Arthur Gray was born in about 1713, the eleventh of the thirteen children of William Gray Esq. and his wife Mary Gray. One of his brothers was William Gray, who was also involved with the gang.

Gray served as an apprentice to a butcher at Marden, near Maidstone, for seven years. He then returned to Hawkhurst, and there carried on his trade (as a butcher) for about three years. He then, by his own admission, spent more and more time in the company of smugglers, although denying ever smuggling himself. However, he was known to have become one of the leaders of the Hawkhurst Gang.
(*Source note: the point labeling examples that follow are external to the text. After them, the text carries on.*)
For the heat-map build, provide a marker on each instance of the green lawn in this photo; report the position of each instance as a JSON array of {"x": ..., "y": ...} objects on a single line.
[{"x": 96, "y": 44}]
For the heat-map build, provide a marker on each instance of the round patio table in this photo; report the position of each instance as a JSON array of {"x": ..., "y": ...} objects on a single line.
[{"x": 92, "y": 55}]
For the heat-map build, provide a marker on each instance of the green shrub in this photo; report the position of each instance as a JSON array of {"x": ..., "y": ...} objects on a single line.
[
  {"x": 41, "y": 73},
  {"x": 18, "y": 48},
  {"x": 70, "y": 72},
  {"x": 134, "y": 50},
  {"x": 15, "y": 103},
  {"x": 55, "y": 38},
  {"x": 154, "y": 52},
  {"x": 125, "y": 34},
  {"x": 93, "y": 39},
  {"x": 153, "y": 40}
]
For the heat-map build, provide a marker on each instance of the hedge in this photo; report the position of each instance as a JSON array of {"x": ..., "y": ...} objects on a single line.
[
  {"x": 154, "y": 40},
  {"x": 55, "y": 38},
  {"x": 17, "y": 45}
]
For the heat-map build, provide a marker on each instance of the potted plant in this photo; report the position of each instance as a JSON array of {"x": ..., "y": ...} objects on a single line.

Indeed, it is said that Gray lived in a large manor house outside Hawkhurst, from whence the gang derived its name.

Gray was tried for his offences at the Old Bailey and found guilty. He was executed at Tyburn, in London on 11 May 1748 and then gibbeted at Stamford Hill, Hackney. Gibbeting a body post execution was unusual for smugglers. It was normally a punishment reserved for criminals who had committed heinous crimes such as murder. The use of it on Gray coincided with the authorities desire to punish smugglers on the South coast and deter others from smuggling.
Gray’s body was hung on a double gibbet, that had been used before, next to the body of a murderer. Gray remained in the gibbet until 1752 when his body was finally cut down.

The year following Gray's execution, Thomas Kingsmill, the gang's new leader, and Fairall were also hanged at Tyburn.